Runbooks

Nelson Home — Runbooks

Procedural checklists triggered by events or schedules. Agents: consult this file before performing actions that match an event runbook. Written from real incidents — see .ops/archive/retrospectives/ for context.

Event Runbooks

New Docker Service Added

Derived from: Vaultwarden, Uptime Kuma, Grafana deployments on nelson-manager (Feb 18-19)

Compose file: Create docker-compose/<service>/docker-compose.yml with pinned version tag (never latest for stateful services)
Credentials: All passwords/tokens go in ansible/group_vars/all/secrets.yml (Vault-encrypted).

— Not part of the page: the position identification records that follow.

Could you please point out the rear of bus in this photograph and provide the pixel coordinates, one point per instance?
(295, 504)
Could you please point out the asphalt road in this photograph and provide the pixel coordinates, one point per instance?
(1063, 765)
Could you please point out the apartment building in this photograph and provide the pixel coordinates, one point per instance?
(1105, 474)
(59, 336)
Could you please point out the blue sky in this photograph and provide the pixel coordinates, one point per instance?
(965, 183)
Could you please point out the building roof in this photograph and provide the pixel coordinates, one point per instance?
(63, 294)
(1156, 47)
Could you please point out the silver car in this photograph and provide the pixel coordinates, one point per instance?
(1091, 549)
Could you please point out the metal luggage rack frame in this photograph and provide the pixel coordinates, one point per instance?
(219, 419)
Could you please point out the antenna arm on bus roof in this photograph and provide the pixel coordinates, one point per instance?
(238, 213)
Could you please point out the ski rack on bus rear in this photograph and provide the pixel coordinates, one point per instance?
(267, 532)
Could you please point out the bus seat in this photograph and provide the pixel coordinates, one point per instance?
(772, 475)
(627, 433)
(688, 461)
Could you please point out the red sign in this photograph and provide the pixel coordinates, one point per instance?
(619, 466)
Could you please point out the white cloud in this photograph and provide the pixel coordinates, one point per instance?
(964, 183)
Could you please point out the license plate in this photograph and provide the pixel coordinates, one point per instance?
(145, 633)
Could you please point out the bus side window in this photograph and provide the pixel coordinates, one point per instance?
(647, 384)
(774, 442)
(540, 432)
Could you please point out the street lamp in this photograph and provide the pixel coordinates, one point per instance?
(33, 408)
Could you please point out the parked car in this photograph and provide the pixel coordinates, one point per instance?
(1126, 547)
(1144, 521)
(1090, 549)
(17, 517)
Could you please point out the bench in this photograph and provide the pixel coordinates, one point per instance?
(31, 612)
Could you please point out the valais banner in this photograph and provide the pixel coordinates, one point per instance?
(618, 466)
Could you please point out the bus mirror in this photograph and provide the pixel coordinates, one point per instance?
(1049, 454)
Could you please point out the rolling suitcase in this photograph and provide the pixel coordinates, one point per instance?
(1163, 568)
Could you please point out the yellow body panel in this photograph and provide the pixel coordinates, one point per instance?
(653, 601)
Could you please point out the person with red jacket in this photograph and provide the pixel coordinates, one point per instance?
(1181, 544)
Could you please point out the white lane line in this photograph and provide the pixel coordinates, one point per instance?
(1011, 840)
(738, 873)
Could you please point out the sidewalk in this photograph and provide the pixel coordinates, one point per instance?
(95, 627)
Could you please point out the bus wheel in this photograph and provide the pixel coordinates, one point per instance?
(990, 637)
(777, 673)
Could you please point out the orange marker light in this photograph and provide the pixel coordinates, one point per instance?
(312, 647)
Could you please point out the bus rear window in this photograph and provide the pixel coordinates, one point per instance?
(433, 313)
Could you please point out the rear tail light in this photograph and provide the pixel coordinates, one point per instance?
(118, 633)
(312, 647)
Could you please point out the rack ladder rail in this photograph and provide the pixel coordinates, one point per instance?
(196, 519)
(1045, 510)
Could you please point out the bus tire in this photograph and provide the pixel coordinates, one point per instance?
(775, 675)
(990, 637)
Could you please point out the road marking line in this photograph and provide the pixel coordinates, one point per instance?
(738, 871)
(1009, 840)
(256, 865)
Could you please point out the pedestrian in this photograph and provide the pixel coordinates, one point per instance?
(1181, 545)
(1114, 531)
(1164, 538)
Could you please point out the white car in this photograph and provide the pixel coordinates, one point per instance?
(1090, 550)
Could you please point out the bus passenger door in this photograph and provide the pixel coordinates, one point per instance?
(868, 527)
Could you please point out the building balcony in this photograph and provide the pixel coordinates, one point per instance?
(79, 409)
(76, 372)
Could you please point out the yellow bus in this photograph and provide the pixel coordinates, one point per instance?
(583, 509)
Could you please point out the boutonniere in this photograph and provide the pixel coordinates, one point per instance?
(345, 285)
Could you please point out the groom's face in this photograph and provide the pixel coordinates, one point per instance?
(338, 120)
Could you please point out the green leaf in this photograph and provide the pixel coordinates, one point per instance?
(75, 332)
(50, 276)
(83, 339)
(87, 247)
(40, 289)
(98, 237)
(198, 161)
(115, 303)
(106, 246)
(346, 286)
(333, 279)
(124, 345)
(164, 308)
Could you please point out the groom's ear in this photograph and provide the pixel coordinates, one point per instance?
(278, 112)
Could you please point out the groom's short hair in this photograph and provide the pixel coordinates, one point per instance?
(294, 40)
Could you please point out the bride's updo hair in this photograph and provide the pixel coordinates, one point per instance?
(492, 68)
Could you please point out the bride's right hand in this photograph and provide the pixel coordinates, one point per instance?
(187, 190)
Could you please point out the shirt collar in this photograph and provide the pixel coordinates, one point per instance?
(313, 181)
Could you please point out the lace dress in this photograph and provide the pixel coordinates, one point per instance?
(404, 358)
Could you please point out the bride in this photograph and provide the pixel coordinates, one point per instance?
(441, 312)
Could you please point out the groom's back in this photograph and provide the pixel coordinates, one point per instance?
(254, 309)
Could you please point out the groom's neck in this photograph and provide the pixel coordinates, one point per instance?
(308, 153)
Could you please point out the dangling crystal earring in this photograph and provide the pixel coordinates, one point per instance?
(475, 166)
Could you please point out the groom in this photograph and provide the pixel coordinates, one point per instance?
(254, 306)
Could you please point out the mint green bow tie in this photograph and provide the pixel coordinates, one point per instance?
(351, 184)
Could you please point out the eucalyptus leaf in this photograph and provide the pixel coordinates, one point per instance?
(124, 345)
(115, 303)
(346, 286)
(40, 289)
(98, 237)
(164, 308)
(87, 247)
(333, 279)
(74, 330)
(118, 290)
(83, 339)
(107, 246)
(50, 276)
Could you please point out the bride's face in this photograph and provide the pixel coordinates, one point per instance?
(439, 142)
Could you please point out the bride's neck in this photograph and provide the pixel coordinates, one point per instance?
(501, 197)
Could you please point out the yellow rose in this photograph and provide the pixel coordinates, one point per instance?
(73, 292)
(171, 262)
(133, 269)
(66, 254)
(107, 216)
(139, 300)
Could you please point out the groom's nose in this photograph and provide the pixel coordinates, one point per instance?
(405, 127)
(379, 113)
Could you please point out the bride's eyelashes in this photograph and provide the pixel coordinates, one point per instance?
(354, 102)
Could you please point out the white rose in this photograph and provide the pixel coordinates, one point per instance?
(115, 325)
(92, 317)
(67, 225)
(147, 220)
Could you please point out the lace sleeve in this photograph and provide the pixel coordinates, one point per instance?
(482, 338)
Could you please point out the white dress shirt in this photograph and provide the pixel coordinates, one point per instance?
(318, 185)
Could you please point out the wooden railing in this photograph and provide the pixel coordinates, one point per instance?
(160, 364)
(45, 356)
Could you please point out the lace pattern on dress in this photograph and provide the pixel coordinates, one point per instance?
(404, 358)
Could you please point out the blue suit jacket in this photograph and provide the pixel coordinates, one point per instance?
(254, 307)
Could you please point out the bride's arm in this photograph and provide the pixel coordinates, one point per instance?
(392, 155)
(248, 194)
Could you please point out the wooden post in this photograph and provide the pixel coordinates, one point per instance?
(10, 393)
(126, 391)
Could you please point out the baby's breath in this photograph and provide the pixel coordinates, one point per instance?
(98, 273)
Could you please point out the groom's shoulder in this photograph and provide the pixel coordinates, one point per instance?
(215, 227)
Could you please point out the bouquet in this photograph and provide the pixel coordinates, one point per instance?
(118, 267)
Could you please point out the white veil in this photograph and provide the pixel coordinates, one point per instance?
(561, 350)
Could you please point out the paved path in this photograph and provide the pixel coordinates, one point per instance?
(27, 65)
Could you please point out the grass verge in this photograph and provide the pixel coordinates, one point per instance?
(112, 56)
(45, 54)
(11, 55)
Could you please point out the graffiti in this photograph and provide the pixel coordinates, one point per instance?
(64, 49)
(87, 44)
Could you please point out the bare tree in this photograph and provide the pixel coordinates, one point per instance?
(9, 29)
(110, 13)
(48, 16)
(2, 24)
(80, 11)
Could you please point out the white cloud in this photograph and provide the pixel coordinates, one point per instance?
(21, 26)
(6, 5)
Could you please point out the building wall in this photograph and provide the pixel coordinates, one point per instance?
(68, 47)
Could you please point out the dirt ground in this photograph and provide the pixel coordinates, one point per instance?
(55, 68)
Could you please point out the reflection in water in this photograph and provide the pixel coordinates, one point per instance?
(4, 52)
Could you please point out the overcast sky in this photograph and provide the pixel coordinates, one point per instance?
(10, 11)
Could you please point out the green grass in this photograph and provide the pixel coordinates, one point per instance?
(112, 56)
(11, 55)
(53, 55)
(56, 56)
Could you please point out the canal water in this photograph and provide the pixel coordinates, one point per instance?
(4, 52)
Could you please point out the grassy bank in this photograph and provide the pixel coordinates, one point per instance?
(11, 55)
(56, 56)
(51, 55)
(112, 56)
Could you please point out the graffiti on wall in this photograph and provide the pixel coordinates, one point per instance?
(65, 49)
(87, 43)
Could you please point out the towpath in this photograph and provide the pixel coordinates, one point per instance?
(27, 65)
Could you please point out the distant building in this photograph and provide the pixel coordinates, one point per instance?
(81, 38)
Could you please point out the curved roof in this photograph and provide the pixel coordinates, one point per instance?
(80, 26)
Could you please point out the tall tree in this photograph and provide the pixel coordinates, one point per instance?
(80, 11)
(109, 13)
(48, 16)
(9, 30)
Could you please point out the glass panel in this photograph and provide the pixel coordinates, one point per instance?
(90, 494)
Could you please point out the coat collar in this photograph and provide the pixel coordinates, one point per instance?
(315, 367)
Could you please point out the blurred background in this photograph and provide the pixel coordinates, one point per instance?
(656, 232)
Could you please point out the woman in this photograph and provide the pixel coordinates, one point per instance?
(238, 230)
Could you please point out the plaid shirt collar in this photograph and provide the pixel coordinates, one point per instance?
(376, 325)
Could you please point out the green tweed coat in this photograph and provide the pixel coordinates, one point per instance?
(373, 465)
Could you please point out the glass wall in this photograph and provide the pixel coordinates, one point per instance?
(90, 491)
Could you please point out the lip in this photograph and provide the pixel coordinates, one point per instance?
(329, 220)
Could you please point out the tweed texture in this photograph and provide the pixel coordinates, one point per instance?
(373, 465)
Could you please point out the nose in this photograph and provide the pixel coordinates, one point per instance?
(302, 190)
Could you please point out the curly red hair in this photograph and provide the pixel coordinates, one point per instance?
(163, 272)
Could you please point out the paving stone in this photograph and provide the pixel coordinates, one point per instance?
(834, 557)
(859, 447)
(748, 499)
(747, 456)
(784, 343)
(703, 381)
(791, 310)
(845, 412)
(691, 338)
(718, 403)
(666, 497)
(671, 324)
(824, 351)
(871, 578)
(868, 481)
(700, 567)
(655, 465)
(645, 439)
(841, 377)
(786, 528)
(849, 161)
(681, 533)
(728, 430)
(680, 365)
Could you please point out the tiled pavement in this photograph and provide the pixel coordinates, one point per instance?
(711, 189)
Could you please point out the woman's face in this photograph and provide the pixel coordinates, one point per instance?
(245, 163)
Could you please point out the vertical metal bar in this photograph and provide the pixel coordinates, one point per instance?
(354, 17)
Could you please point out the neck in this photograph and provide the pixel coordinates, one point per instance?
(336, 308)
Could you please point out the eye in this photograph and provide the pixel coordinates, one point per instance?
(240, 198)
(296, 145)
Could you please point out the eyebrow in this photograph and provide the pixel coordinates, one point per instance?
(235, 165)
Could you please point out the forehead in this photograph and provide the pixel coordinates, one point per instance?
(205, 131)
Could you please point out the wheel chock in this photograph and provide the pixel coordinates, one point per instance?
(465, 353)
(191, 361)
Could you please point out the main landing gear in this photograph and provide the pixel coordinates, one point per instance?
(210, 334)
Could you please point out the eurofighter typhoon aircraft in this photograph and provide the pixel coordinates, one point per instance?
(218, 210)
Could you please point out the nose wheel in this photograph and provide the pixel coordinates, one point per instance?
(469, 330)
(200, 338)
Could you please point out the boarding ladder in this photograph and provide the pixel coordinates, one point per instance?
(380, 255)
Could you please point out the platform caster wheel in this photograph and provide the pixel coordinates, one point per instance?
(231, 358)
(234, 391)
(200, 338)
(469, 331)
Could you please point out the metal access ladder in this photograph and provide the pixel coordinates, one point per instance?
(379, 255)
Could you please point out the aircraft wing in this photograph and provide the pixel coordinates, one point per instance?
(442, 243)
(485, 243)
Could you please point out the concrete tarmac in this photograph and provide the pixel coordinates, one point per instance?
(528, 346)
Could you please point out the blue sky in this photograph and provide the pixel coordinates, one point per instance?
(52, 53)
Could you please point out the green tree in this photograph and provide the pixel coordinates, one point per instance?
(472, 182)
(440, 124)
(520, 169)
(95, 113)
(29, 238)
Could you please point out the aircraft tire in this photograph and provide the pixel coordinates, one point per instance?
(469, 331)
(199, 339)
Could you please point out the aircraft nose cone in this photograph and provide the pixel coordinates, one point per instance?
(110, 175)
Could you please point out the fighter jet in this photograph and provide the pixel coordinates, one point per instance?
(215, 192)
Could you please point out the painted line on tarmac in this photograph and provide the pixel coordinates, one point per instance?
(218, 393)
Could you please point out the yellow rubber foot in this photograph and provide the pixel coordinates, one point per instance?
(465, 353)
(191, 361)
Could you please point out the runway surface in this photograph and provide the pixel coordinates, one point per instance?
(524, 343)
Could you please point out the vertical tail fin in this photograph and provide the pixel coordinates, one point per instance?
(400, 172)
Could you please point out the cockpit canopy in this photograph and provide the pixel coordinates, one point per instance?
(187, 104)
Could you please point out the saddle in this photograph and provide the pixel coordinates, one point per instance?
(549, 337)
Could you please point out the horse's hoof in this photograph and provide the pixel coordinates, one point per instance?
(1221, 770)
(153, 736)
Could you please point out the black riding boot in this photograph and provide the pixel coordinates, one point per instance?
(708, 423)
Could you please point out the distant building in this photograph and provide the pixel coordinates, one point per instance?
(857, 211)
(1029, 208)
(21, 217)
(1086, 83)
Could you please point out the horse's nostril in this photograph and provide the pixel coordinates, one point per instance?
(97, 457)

Reference via Jinja2 variables in compose. Never commit plaintext credentials.
containers.yml: Add the service to ansible/group_vars/all/containers.yml if managed by deploy_stack.yml
DNS: Add entry to dns_rewrites list in ansible/group_vars/all/common.yml. Run configure_adguard_dns.yml via Semaphore.
NPM: Add entry to npm_proxy_hosts list in common.yml. Run configure_npm_hosts.yml via Semaphore.
Homepage: Add widget/service entry to docker-compose/homepage/config/services.yaml
Monitoring: Add to Uptime Kuma (when deployed)
CHANGELOG: Log with **FEAT** tag
Verify: Confirm <service>.nelson.home resolves and proxies correctly

New Node Provisioned

Derived from: nelson-identity provisioning (Feb 18), nelson-manager provisioning (Feb 19)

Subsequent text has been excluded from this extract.